When passing arrays to procedures, what is best in terms of (1) speed and (2) memory, assumed-shape or explicit shape? A similar question was asked some time ago in this forum but not in these terms: Passing size as argument VS assuming shape in Fortran procedures
I provide a simple program to show what I mean
! Compile with
! ifort /O3 main.f90 -o run_win.exe
module mymod
USE iso_Fortran_env, ONLY: dp => real64
implicit none
private
public :: dp, sub_trace, sub_trace_es
contains
subroutine sub_trace(mat,trace)
! Assumed shape
implicit none
real(dp), intent(in) :: mat(:,:)
real(dp), intent(out) :: trace
real(dp) :: V(size(mat,dim=1))
integer :: i,N
if (size(mat,dim=1) /= size(mat,dim=2)) then
error stop "Input matrix is not square!"
endif
N = size(mat,dim=1)
do i=1,N
V(i) = mat(i,i)
enddo
trace = sum(V)
end subroutine sub_trace
subroutine sub_trace_es(n,mat,trace)
! Passing array explicit shape
implicit none
integer, intent(in) :: n
real(dp), intent(in) :: mat(n,n)
real(dp), intent(out) :: trace
real(dp) :: V(n)
integer :: i
do i=1,n
V(i) = mat(i,i)
enddo
trace = sum(V)
end subroutine sub_trace_es
end module mymod
program main
use mymod, only: dp, sub_trace,sub_trace_es
implicit none
integer, parameter :: nn=2
real(dp) :: mat(nn,nn)
real(dp), allocatable :: mat4(:,:)
real(dp) :: trace1,trace2,trace3,trace4
write(*,*) "Passing arrays to subroutines:"
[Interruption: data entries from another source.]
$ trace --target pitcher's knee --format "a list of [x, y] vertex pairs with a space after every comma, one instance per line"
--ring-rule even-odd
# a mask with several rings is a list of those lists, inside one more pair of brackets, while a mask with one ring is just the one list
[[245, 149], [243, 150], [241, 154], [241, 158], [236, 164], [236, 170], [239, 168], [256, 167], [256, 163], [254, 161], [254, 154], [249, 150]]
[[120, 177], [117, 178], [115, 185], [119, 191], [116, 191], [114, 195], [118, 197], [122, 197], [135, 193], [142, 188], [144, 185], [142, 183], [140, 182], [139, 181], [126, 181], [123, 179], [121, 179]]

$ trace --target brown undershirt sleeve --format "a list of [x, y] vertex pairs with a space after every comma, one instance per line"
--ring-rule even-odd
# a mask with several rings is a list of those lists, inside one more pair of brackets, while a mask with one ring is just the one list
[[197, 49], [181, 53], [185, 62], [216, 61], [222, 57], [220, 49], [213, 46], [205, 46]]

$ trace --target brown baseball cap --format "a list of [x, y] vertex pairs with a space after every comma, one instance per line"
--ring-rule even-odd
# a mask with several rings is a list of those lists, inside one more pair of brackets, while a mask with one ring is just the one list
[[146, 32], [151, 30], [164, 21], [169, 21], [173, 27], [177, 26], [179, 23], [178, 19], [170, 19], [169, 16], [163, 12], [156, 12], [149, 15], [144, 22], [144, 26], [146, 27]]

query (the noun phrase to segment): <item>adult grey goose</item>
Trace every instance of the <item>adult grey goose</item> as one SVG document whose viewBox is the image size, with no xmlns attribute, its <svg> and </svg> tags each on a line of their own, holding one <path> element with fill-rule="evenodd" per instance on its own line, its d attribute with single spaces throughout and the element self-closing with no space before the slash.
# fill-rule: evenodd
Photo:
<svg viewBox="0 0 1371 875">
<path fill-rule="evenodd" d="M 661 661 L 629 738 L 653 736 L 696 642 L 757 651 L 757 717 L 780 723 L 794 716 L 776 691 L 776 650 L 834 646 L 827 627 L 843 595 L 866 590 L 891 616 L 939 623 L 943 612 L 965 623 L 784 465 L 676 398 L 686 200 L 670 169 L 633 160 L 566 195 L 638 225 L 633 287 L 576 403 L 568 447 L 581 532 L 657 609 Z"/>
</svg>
write(*,*) "Assumed-shape vs explicit shape"
mat(1,:) = [2_dp,3_dp]
mat(2,:) = [4_dp,5_dp]
call sub_trace(mat,trace1)
write(*,*) "trace1 = ", trace1
call sub_trace_es(nn,mat,trace2)
write(*,*) "trace2 = ", trace2
! First example offered by francescalus:
call sub_trace_es(2,real([1,2,3,4,5,6,7,8,9],dp), trace3)
write(*,*) "trace3 = ", trace3
! Second example
mat4 = reshape(real([1,2,3,4,5,6,7,8,9],dp),[3,3])
call sub_trace(mat4, trace4)
write(*,*) "trace4 = ", trace4
pause
end program
With assumed shape you can achieve passing non-contiguous arrays or their without temporary copies. The receiving subroutine knows where the individual parts are in memory and can jump between them thanks to the dope vector in the array descriptor. That means that you avoid a temporary copy, but the iteration through the array is more complicated and may be slower.
If an assumed shape array has the contiguous
attribute, the compiler can generate simpler and faster code, but if the actual argument is not contiguous, a temporary copy must be made.
For explicit-size arrays, the dummy argument is always contiguous. However, a temporary copy will be necessary if the actual argument is not contiguous.
With assumed shape arrays you get the benefit of better argument checking by the compiler during the compilation, because the explicit interface is always available. Some checking will be possible even for explicit-size arrays if the explicit interface is available and sometimes even when it is not, but the possibilities are more limited.
One reason for that is that thanks or due to the storage association rules it is possible to pass an array with a different rank and with a total size (number of elements) larger (or equal) to the size declared in the shape of the dummy argument of the explicit size array.
For an assumed shape the shape is passed automatically with the array descriptor. Therefore passing a smaller or larger than a declared size is a concept that does not exist for them, they simply work differently.
In many ways these types of array dummy arguments are just way too different and differ in what you can do with them. It is not just one or the other because of speed. They strongly differ in the way they are used. For explicit size arrays you have to provide the size somehow.
This differences can be illustrated by the examples offered by francescalus:
call sub_trace_es(2, real([1,2,3,4,5,6,7,8,9], dp), trace)
this asks for a trace of a 2x2 array. The argument being passed is a 1D array containing 9 elements. However, only the first four will be considered. The matrix the subroutine will look at is
1 3
2 4
(column-major order) and the trace will be 5.
For
call subtrace( reshape(real([1,2,3,4,5,6,7,8,9], dp), [3,3]), trace)
the same 9-element numeric sequence is reshaped into a 3x3 array. Hence the matrix the subroutine will look at is
1 4 7
2 5 8
3 6 9
and the trace will be 15.
I personally use assumed shape with the explicit contiguous
attribute in several places of my production code for supercomputers where large arrays are passed around. However, be careful to enable warnings about temporary copies, it is easy to forget this in one location and than you spoil everything by unnecessary temporaries.
In most parts of my code, that are not so performance-critical, I just use assumed shape without further attributes.